A young guilt-ridden pine cone thief decided to return the cone to its original owner – the Sequoia and Kings Canyon National Parks – with a heartwarming apology letter.
The park was pleased when the unidentified cone thief, apparently a child, sent the stolen goods back to the park with a note apologizing for taking it in the first place.
‘To whom it may concern,’ read the handwritten note. ‘I took a pinecone out of the forest and I wanted to return it. I hope it will be replaced near the General Grant tree because that is where I took it. I am sorry for my decision. Thank you.’
The national park, located in the southern Sierra Nevada east of the San Joaquin Valley in Visalia, California, posted a photo of the letter to its Facebook wall and explained why this was a good decision on the part of the cone pilferer.

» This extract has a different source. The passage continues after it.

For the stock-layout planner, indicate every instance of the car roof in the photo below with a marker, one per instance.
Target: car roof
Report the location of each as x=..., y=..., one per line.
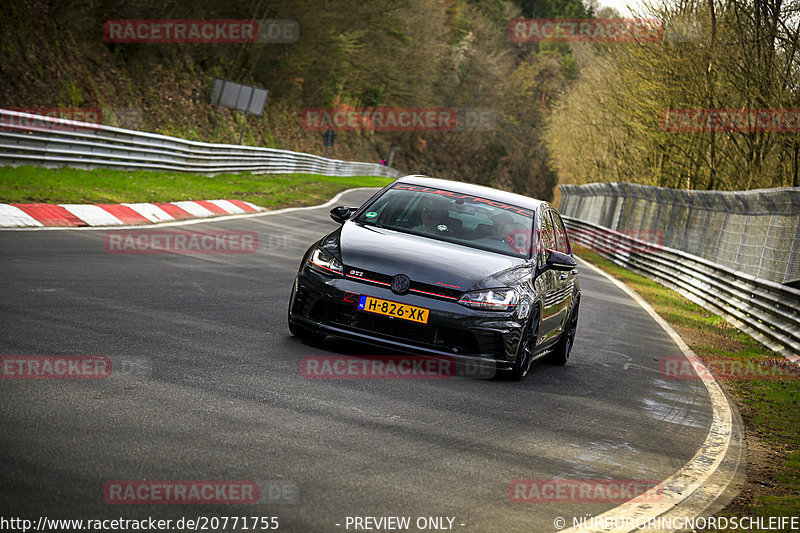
x=475, y=190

‘Have you ever wanted to take a pine cone home from the park? It’s actually against park rules to do so. Why? It’s a tough environment here. The animals need their nibbles and the area needs the seeds and vegetation. Also, cones and other plants deteriorate and help to create soil in this rocky environment,’ the page’s administrator wrote.
The Squoia and Kings Canyon National Park (above) in California showcases thousands of acres of natural wilderness
‘Check out this note that we received from a young visitor. It isn’t a pine cone – it’s a Giant Sequoia cone, of course. But we are so glad this young person thought about the park’s preservation messages. Thanks for leaving Sequoia and Kings Canyon Parks as you found them. And, thanks for sending this back, buddy!’